- Ten mecz kosztował mnie wiele energii i trudno było zachować spokój, dlatego dziękuję za wsparcie - powiedziała zaraz po meczu Iga Świątek, odnosząc się do pytania o kibiców z Polski, którzy wspierali naszą rodaczkę w 1/8 finału Australian Open. Spotkanie z Soraną Cirsteą było dla Polki bardzo trudne, choć udane. Trwało ponad 150 minut.
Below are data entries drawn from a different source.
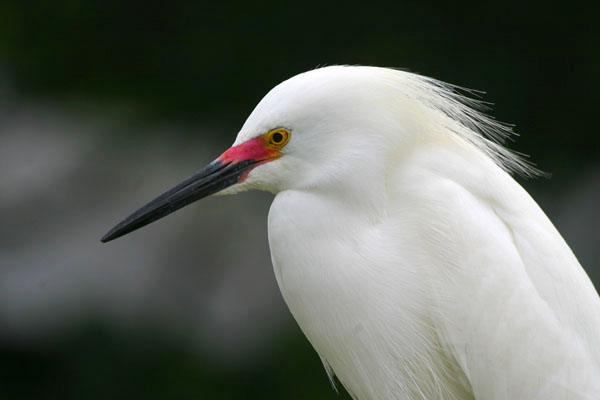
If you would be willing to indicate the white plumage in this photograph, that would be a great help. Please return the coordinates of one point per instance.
(415, 265)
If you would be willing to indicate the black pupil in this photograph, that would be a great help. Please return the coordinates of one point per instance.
(277, 137)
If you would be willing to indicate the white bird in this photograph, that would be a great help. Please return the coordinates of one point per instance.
(412, 261)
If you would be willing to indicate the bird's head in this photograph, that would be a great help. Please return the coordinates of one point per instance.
(309, 131)
(331, 128)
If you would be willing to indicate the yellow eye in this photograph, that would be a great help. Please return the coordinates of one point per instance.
(278, 137)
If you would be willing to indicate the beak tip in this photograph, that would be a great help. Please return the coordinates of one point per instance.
(108, 237)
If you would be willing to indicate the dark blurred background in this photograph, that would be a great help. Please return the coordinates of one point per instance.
(105, 104)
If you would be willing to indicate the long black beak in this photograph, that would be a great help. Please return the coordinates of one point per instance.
(215, 177)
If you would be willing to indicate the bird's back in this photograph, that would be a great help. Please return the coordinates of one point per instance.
(512, 304)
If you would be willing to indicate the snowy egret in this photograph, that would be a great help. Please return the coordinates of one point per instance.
(412, 261)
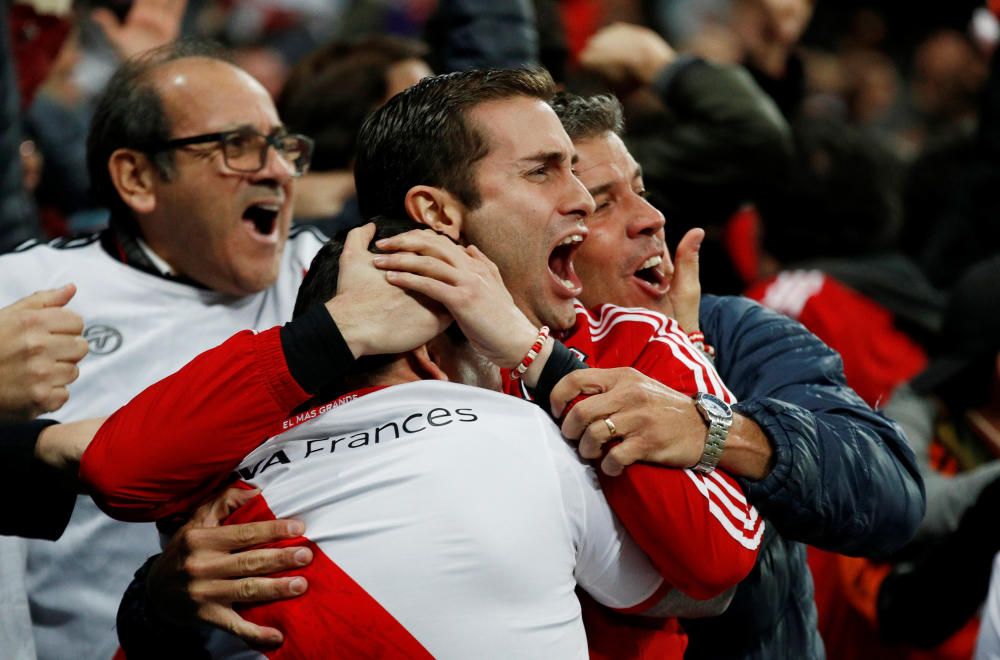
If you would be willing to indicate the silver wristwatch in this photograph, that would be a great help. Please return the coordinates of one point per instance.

Iga Świątek z pewnością sama pamięta, jak pierwszy raz zagrała w 2019 roku w Australian Open. W swoim debiucie nie poradziła sobie najgorzej, bo wygrała pierwszy mecz, ale zawody zakończyła w drugiej rundzie. Lepsza od Polki okazała się Camila Giorgi. Włoszka wygrała 6:2, 6:0. - O porażce Igi zadecydowały dwa czynniki: zmęczenie oraz nerwy. Nie potępiam jej jednak za ten mecz, bo musi się po prostu nauczyć gry na takim poziomie - powiedział w rozmowie ze Sport.pl Tomasz Świątek, ojciec młodej tenisistki.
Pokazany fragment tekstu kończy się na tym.